On 8/7/2018 3:31 PM, Junio C Hamano wrote:
Nguyễn Thái Ngọc Duy <pclouds@xxxxxxxxx> writes:
One nice thing about this is we don't need platform specific code for
detecting the duplicate entries. I think ce_match_stat() works even
on Windows. And it's now equally expensive on all platforms :D
ce_match_stat() may not be a very good measure to see if two paths
refer to the same file, though. After a fresh checkout, I would not
be surprised if two completely unrelated paths have the same size
and have same mtime/ctime. In its original use case, i.e. "I have
one specific path in mind and took a snapshot of its metadata
earlier. Is it still the same, or has it been touched?", that may
be sufficient to detect that the path has been _modified_, but
without reliable inum, it may be a poor measure to say two paths
refer to the same.
I agree with Junio on this one. The mtime values are sloppy at best.

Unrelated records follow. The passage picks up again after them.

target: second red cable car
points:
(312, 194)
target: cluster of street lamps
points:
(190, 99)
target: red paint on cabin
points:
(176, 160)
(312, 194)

On FAT file systems, they have 2 second resolution. Even NTFS IIRC
has only 100ns resolution, so we might get a lot of false matches
using this technique, right?
It might be better to build an equivalence-class hash-map for the
colliding entries. Compute a "normalized" version of the pathname
(such as convert to lowercase, strip final-dots/spaces, strip the
digits following tilda of a shortname, and etc for the MAC's UTF-isms).
Then when you rescan the index entries to find the matches, apply the
equivalence operator on the pathname and do the hashmap lookup.
When you find a match, you have a "potential" collider pair (I say
potential only because of the ambiguity of shortnames). Then we
can use inum/file-index/whatever to see if they actually collide.
Jeff